Last week, I wrote about something that surprised me early on.

Going deeper didn’t create clarity.

There was something else that slowed me down just as much.

The part I underestimated

Every industry has its own language.

Its abbreviations.
Its shortcuts.
Its assumed knowledge.

And once you zoom in further, every company adds another layer.

Internal terms.
System names.
Process labels.

As a newcomer, the challenge isn’t just learning what these terms mean.

It’s understanding which role each term belongs to
and how those roles relate to each other.

What I didn’t see at first was how closely language and structure are connected.

Many discussions sounded technical on the surface. But underneath, they were really about how different parts of the system relate to each other.

Without orientation, even precise terms can add more noise than clarity.

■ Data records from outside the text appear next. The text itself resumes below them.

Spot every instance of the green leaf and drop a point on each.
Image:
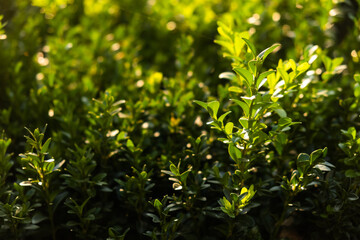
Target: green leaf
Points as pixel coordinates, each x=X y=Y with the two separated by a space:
x=244 y=122
x=267 y=51
x=202 y=104
x=357 y=78
x=315 y=155
x=234 y=152
x=38 y=217
x=235 y=89
x=222 y=117
x=228 y=75
x=262 y=78
x=253 y=66
x=351 y=173
x=174 y=170
x=45 y=146
x=250 y=46
x=303 y=67
x=229 y=128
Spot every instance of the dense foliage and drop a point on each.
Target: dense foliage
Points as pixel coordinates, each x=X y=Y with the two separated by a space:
x=147 y=119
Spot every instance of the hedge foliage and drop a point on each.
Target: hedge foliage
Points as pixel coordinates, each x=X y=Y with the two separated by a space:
x=148 y=119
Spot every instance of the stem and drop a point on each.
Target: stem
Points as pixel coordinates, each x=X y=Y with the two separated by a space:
x=51 y=218
x=275 y=233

This isn’t specific to eMobility

You see this in many industries where IT systems are involved.

It took a while until I could tell which roles were actually central in a charging scenario, and which ones were supporting.

At first, everything sounded equally important.

Only later did I start to see where my company fit into this picture and what role we were actually playing in the larger system.

Shared language matters more than it seems

I won’t introduce a glossary today.
And I won’t explain terms.

That will come later.

What matters more right now is understanding why a shared understanding is so important.

Across companies.
And within them.

The same role can be referred to by different terms.
And the same term can mean different things depending on context.

In the best case, this leads to short misunderstandings.

In the worst case, it leads to meetings and emails that quietly carry those misunderstandings forward.

Simply because it was never fully clear who or what was actually being talked about.

What would have helped me earlier

What would have helped was a simple picture.

A simplified view of who is involved in an EV charging scenario and how those roles interact directly and indirectly.

Not complete.
Not perfect.

Just enough to distinguish main actors from supporting ones.

Once I had that first picture, a version 1.0, everything else became easier to place.

Adding more roles felt natural.
Processes and responsibilities made more sense.
Even protocols started to fall into place.

Not as details to memorize.
But as elements you could finally locate.

Finding your own place

That first simplified picture did something else.

It helped me understand where I stood.

Which role I was playing.
And how my work connected to the bigger picture.

That’s why I believe orientation has to come before terminology.

Before depth.
Before detail.

In the next issues, I’ll slowly build on this.

For now, it’s enough to notice how much clarity already comes from knowing who is actually involved and how those roles relate to each other.

We’ll continue from here.

Do you remember the first term you learned, before you knew where it fit?